Upon closer examination, the “.m” compiler simply packs a linear list of operations into a .cpp file and then compiles it using plain mex. Not bad, but that’s still a series of operations instead of custom optimised kernel.

I am not sure how it works yet, but it must hold the answer. Stay tuned for updates.

OK, an update.

The library above doesn’t compile cuda at all, it merely links a list of precompiled cuda kernels. Nice, however this is not what i need.

In the end i installed a 32bit version of matlab, 32bit libraries etc. . . . and they work no problem.

I still don’t know how to make 64bit versions work . . .

my ultrasonic beam calculator achieves 270x speedup over matlab, and still a 130x speedup over compiled C version ( Gt9500 over i7-720@ 2.8GHz ). Refreshing. Now i have a good excuse to buy the Gf470 :-)

OK, an update.

The library above doesn’t compile cuda at all, it merely links a list of precompiled cuda kernels. Nice, however this is not what i need.

In the end i installed a 32bit version of matlab, 32bit libraries etc. . . . and they work no problem.

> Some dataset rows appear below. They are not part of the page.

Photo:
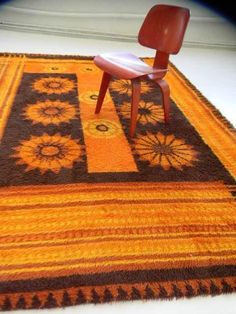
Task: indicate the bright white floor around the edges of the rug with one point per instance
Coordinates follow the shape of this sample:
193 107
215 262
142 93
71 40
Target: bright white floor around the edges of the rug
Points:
213 72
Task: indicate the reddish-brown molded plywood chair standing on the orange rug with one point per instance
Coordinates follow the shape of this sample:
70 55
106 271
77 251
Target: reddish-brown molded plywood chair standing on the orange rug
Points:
163 29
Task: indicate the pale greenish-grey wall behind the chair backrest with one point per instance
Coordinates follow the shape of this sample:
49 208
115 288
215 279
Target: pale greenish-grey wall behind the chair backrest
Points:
110 19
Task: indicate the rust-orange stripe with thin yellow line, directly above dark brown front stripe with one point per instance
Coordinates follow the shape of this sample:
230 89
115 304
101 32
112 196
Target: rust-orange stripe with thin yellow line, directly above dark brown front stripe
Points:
100 265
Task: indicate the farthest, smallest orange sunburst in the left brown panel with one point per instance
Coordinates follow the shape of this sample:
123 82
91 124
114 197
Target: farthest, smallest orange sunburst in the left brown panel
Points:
53 85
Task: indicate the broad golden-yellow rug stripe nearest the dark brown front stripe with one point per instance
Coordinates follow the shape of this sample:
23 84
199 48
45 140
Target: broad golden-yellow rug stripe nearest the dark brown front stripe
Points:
119 248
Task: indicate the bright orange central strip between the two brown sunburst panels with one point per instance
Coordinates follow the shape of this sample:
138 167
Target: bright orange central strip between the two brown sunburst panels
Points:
113 152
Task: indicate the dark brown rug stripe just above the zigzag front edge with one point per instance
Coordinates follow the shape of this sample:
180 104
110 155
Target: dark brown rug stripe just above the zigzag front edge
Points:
119 277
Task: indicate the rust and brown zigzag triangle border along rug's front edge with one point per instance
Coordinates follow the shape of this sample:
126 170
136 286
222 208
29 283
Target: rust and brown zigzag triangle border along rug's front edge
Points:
147 291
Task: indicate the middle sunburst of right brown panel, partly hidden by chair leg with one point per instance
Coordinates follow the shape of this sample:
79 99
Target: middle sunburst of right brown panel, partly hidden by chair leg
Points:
148 112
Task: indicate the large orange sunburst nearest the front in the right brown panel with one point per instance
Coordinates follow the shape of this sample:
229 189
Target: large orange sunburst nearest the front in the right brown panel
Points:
165 151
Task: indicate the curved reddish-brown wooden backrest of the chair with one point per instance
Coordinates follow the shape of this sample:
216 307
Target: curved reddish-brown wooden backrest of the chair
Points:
164 27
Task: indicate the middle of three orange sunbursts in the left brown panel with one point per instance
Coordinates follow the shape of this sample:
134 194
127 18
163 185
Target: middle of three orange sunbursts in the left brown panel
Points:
46 112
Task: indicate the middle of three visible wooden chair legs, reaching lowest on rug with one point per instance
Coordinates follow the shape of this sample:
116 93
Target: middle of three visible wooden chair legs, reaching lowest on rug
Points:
136 87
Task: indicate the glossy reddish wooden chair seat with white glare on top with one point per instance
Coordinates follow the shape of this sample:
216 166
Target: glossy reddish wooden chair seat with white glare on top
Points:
125 66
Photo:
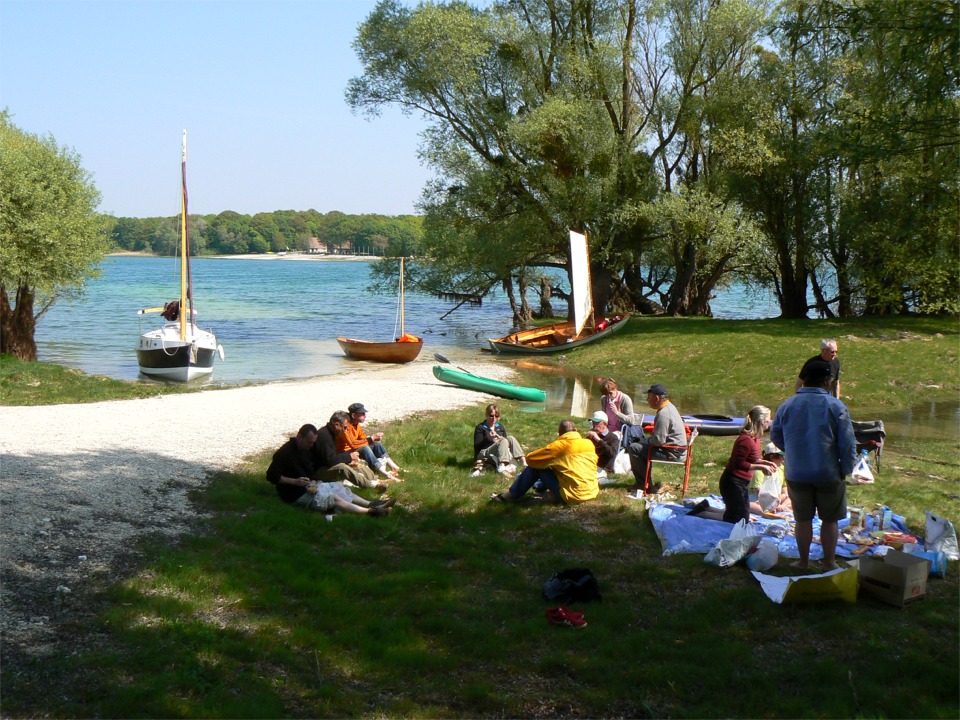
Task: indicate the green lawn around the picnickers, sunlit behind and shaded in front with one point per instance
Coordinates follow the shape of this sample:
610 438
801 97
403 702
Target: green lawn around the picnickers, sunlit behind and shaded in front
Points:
435 611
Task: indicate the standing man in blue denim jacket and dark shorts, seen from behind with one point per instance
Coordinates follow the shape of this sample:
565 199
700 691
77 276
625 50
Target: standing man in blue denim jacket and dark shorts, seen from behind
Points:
815 431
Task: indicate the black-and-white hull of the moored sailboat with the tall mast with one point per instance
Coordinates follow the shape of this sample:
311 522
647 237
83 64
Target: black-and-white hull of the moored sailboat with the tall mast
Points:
161 353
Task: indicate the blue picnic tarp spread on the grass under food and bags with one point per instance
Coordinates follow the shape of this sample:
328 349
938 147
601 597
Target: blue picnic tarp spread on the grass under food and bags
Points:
680 533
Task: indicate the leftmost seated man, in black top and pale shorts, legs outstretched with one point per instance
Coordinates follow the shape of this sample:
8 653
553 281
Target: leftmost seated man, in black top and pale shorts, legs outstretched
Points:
292 471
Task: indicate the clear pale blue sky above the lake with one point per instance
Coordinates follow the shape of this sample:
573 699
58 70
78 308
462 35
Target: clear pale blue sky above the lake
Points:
258 85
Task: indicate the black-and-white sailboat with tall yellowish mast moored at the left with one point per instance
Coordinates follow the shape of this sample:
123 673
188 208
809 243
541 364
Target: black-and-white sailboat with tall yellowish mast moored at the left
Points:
178 349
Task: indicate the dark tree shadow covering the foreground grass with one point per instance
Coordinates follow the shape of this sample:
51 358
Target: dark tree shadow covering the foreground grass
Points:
436 611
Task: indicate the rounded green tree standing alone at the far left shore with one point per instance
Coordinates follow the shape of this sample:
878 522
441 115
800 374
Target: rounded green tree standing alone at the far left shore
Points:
51 237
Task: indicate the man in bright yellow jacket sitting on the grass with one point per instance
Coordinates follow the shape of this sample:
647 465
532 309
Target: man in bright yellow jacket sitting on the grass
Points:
567 467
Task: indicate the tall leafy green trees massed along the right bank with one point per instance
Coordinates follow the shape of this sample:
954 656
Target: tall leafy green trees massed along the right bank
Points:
832 123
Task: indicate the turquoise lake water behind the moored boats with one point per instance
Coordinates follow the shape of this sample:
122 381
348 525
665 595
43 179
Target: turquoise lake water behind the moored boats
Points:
276 319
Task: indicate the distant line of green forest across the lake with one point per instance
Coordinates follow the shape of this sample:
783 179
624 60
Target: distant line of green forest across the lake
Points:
231 233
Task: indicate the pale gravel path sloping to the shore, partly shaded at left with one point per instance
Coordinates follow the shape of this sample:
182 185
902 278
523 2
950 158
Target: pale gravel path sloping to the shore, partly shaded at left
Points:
79 484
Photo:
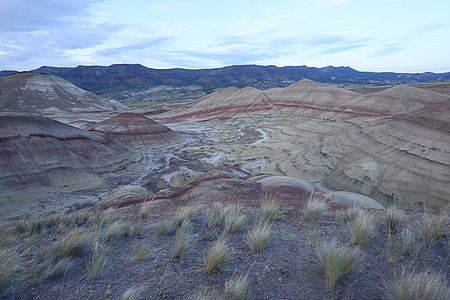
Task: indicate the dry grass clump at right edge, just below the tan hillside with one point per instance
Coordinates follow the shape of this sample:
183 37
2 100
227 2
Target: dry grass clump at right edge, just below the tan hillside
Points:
433 227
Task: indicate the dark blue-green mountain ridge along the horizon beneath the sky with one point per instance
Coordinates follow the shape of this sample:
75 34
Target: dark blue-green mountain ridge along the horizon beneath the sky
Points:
112 81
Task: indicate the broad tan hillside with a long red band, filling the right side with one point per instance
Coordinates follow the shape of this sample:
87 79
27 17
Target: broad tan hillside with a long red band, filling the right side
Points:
391 145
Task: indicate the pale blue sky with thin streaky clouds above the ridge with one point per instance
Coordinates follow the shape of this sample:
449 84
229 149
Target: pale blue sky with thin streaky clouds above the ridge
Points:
367 35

I still don’t know how to make 64bit versions work . . .

my ultrasonic beam calculator achieves 270x speedup over matlab, and still a 130x speedup over compiled C version ( Gt9500 over i7-720@ 2.8GHz ). Refreshing. Now i have a good excuse to buy the Gf470 :-)

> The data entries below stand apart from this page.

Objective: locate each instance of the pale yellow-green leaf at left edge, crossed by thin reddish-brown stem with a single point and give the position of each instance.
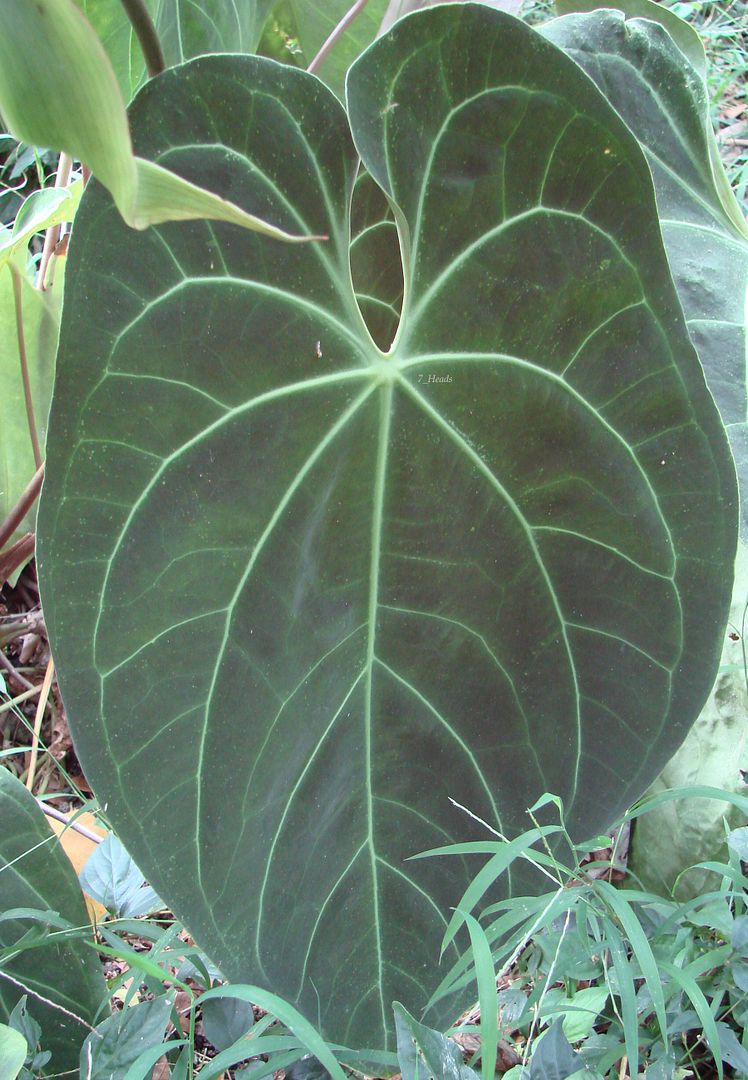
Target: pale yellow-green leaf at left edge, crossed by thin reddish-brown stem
(42, 323)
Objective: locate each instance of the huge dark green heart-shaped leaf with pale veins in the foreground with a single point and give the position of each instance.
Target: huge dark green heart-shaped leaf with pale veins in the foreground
(302, 591)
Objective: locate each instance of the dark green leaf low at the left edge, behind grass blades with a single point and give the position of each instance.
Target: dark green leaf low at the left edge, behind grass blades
(35, 872)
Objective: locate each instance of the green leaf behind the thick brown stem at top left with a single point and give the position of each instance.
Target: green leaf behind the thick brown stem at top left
(185, 30)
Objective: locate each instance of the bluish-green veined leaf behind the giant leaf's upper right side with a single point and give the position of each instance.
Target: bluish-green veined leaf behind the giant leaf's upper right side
(659, 88)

That sounds like you’re linking with the 32-bit CUDA instead of the 64-bit.

Does your mex line look something like

mex(‘-largeArrayDims’, ‘YOURFILENAMEHERE’, ‘-LC:\CUDA\lib64’, ‘-lcudart’);

i wasn’t using ‘largeArrayDims’ but regarding the lib64, I am pretty sure i had ONLY the lib64 folder at that time so it couldn’t link to anything else. I was trying to put that path into various places and it didn’t work.

Still, now that i have written my own version of ‘compiling script’ i might try it again with 64bit matlab. I’ll report if i do.

ok, here is my final solution. Workes fine for WinXP64 bit and 32-bit MATLAB, also works fine on Windows 7 64-bit and 64-bit MATLAB.

Didn’t work on WinXP 64 bit and 64-bit Matlab, i don’t know why.

% nvc(filename) compile cuda via intermediate .obj file

% '.cu' extension is already added

% in case if nvcc complains about some .h or .lim files, simply add them to

% the "nvcc.profile" file where they belong

% regarding the options, simply comment or uncomment relevant line as

% needed

% 2010-07 Jerzy Dziewierz, CUE, Strathclyde University

% Public domain, but please keep this short comment 

function nvc(filename)

% make cuda .obj file first

options='-gencode=arch=compute_10,code=sm_10 -gencode=arch=compute_10,code=compute_10 -gencode=arch=compute_20,code=sm_20 -gencode=arch=compute_20,code=compute_20';

options=[options ' --use_fast_math'];

%options=[options ' -keep'];

txt=sprintf('c:\MATLAB2010a\CUDA\bin64\nvcc %s.cu %s -c -lcufft -lcudart -lcuda --ptxas-options=-v -Ic:\MATLAB2010a\extern\include\',filename,options);

system(txt)

%mex_options='-g'; % to include debug info 

mex_options='-O'; % enable optimisation

n=getenv('CUDA_LIB_PATH');

mex(['-L' n],mex_options,'-lcudart','-lcufft','-lcuda',sprintf('%s.obj',filename));

delete(sprintf('%s.obj',filename));

usage: (assume that you have example.cu )

nvc example

no need to be in your code folder, works from anywhere within Matlab’s path.

Hey all, now that MATLAB supports CUDA kernals directly, many of you have probably given up on using the nvmex compiler.

However, for portability issues, I still think it is best to write your own stand-alone mex file with CUDA code.

I have been using nvmex for my research and have the most up-to-date nvmex with setup instructions at www.nlsemagic.com.